Site and sculpture design project

Padlock Sculpture Installation

This project brought together site design, conceptual development, CAD modeling, and physical prototyping for a sculpture installation intended for Paris District High School. It moved from courtyard planning and hand sketches to a functional maple leaf padlock design that supported the larger installation concept.

Project type Site design, concept development, sculpture detailing, and prototype validation
Timeline Nov 2024
Core tools AutoCAD, SketchUp, Onshape, drawings, 3D printing, presentation graphics
Outcome Selected for construction at the school and recognized with an Architectural Award from MMMC Architects

Overview

A concept-to-prototype project built around place, identity, and execution.

The project began with the school site itself. I recreated the Paris District High School layout in AutoCAD, then built a 3D SketchUp model of a redesigned courtyard so the sculpture could be evaluated in context for scale, placement, and visual integration. That site modeling work established the setting before the sculpture design was developed in detail.

Technical highlights

Site planning and spatial context

Recreated the school layout in AutoCAD and translated the courtyard redesign into a 3D SketchUp model so the installation could be evaluated as part of an actual place rather than as an isolated object.

Concept development and communication

Developed hand-drawn sculpture concepts that connected the design to the school, local identity, and the intended emotional role of the installation in the space.

Functional padlock design

Designed a functional maple leaf padlock in Onshape, produced a full drawing set, and 3D printed a prototype to validate both the assembly and the larger concept.

Why it mattered

The padlock itself served as both a design feature and a proof-of-concept object tied to the larger sculpture theme.
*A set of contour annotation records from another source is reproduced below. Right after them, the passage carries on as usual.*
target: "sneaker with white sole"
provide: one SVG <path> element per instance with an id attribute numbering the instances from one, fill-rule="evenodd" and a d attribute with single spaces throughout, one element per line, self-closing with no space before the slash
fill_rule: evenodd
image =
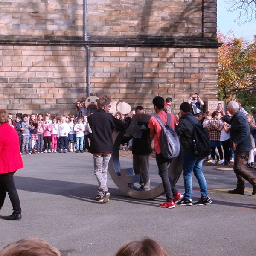
<path id="1" fill-rule="evenodd" d="M 212 202 L 211 198 L 209 197 L 207 197 L 205 198 L 201 197 L 198 202 L 194 203 L 194 204 L 195 205 L 205 205 L 208 204 L 211 204 Z"/>
<path id="2" fill-rule="evenodd" d="M 175 205 L 174 205 L 174 203 L 173 202 L 173 201 L 171 201 L 171 202 L 167 202 L 167 201 L 166 201 L 163 204 L 160 204 L 158 205 L 158 206 L 162 208 L 175 208 Z"/>
<path id="3" fill-rule="evenodd" d="M 191 199 L 186 200 L 183 198 L 179 202 L 178 202 L 176 204 L 178 204 L 179 205 L 192 205 L 192 200 Z"/>
<path id="4" fill-rule="evenodd" d="M 108 203 L 109 201 L 109 197 L 110 193 L 108 191 L 105 191 L 104 194 L 104 198 L 103 199 L 103 203 Z"/>

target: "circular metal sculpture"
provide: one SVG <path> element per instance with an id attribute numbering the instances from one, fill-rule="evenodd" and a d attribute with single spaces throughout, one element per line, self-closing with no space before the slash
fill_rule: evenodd
<path id="1" fill-rule="evenodd" d="M 148 123 L 151 116 L 150 115 L 145 114 L 134 115 L 132 122 L 126 130 L 125 134 L 131 135 L 134 138 L 140 138 L 141 131 L 137 125 L 137 122 Z M 149 199 L 159 196 L 164 192 L 162 183 L 150 190 L 142 190 L 134 185 L 134 183 L 140 181 L 140 175 L 134 175 L 132 167 L 121 168 L 119 160 L 119 148 L 124 135 L 124 132 L 116 131 L 113 133 L 113 152 L 108 165 L 111 177 L 120 190 L 131 197 L 138 199 Z M 172 159 L 168 166 L 169 176 L 175 183 L 178 181 L 181 174 L 183 156 L 183 149 L 180 146 L 179 155 Z"/>

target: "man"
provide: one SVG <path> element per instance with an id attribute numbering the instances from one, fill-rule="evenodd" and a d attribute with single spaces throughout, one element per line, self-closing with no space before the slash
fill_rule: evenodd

That made the project stronger than a pure concept pitch: the spatial planning, visual development, mechanical detailing, and physical prototyping all supported one another.

The final design was selected to be constructed at the school and also received an Architectural Award from MMMC Architects, making it one of the strongest examples in this portfolio of design communication, spatial planning, and concept-to-prototype execution.

Media and artifacts

Courtyard visualization Open full size
SketchUp views of the redesigned school courtyard and sculpture context

The SketchUp model shows how the installation was evaluated in context for scale, placement, circulation, and visual integration within the redesigned courtyard.

School layout Open full size
AutoCAD school layout used for the sculpture project

The AutoCAD school layout established the real site geometry that the courtyard redesign and sculpture proposal had to respond to.

Hand-drawn concept Open full size
Hand-drawn concept for the padlock sculpture installation

The concept sketch captured the identity, narrative, and physical character of the sculpture before it was translated into the more technical stages of the project.

Padlock assembled Open full size
Assembled CAD model of the maple leaf padlock

The maple leaf padlock served as both a symbolic design feature and a working proof-of-concept object connected to the larger installation.

Padlock exploded Open full size
Exploded CAD model of the maple leaf padlock

The exploded view communicates how the lock was detailed, assembled, and validated as a functional component within the project.